Silly us. We should have known that our political leaders would come through. They always do at the last minute. My favorite public statement during the crisis came from Senator Mark Warner (D-Va.) who said something along the lines of "we all knew this was coming. Why do we always wait until near the deadline to act? If we don’t get this mess straightened out, we (meaning all of Congress) should be fired." Let’s hear it for the Senator. Rare words of wisdom from the mouth of a politician.
The sad truth of all that has resulted from the debt ceiling negotiations is that the cloud of uncertainty has not been lifted. This nation’s citizens are dazed, confused and concerned. Business is unsure of what is going to happen. U.S. agriculture, in particular, faces some of the biggest uncertainties and obstacles of all.
There will be severe cuts to agency budgets with the prospect of even deeper cuts to follow. Agriculture will probably absorb more than its share. Too often, those who don’t understand its importance look at agriculture and its guiding farm policies as expendable subsidies, unnecessary spending programs, self-serving regulations and other activities that lead to increased food prices, cost burdens, environmental deterioration and unfavorable global trade agreements for the U.S.

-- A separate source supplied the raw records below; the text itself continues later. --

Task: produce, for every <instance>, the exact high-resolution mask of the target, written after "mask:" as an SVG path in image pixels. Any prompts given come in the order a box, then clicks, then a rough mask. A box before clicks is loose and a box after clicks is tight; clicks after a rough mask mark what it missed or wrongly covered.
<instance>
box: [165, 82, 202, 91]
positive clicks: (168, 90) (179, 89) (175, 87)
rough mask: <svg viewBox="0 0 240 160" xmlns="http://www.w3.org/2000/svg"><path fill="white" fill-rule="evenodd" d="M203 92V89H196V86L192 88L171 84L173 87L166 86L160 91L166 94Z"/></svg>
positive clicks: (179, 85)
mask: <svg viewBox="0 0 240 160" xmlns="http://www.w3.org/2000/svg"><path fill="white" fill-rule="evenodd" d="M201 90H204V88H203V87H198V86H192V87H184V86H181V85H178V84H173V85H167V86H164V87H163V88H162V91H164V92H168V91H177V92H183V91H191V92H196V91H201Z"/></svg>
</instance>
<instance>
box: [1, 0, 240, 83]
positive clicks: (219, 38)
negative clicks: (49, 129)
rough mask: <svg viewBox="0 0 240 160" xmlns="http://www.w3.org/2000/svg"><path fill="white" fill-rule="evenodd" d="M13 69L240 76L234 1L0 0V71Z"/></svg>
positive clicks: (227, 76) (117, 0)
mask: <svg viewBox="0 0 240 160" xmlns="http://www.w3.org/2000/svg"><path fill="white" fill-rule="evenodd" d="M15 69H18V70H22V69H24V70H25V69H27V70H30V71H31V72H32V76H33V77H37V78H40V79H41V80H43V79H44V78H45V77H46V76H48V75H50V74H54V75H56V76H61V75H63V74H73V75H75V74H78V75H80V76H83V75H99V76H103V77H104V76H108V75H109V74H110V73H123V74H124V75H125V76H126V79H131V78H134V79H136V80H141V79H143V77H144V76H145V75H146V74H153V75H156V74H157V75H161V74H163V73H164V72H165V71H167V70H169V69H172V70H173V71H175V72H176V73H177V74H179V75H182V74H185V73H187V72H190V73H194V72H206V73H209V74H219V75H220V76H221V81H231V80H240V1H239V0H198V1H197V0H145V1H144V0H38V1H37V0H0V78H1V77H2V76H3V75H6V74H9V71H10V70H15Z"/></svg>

Those critics lose sight of the fact that agriculture must produce more to feed an alarming increase in the world’s population numbers. The United Nations says that farmers must produce over 70% more food by 2050 to keep up with that growth. The only way to accomplish such a critical objective is to support agriculture, not attack it, and certainly not implement drastic budget cutting measures that redirect funds from farm programs to other areas. Modern agriculture production is more important now than ever.
The 2012 Farm Bill will be one of the most important ones ever debated. Discussions have already begun. Certainly spending cuts will be required as Congress looks to reduce waste. But, Members of Congress must not overreact and cripple modern agriculture by hampering its objective of producing the most abundant, wholesome and safest food available. They must also not stack on new regulatory requirements that contribute to the tough regulatory challenges U.S agriculture faces today.
I wish I could guarantee that these negative possibilities will not occur; however, the forecast is not promising. Despite statements to the contrary, a cloud of uncertainty continues.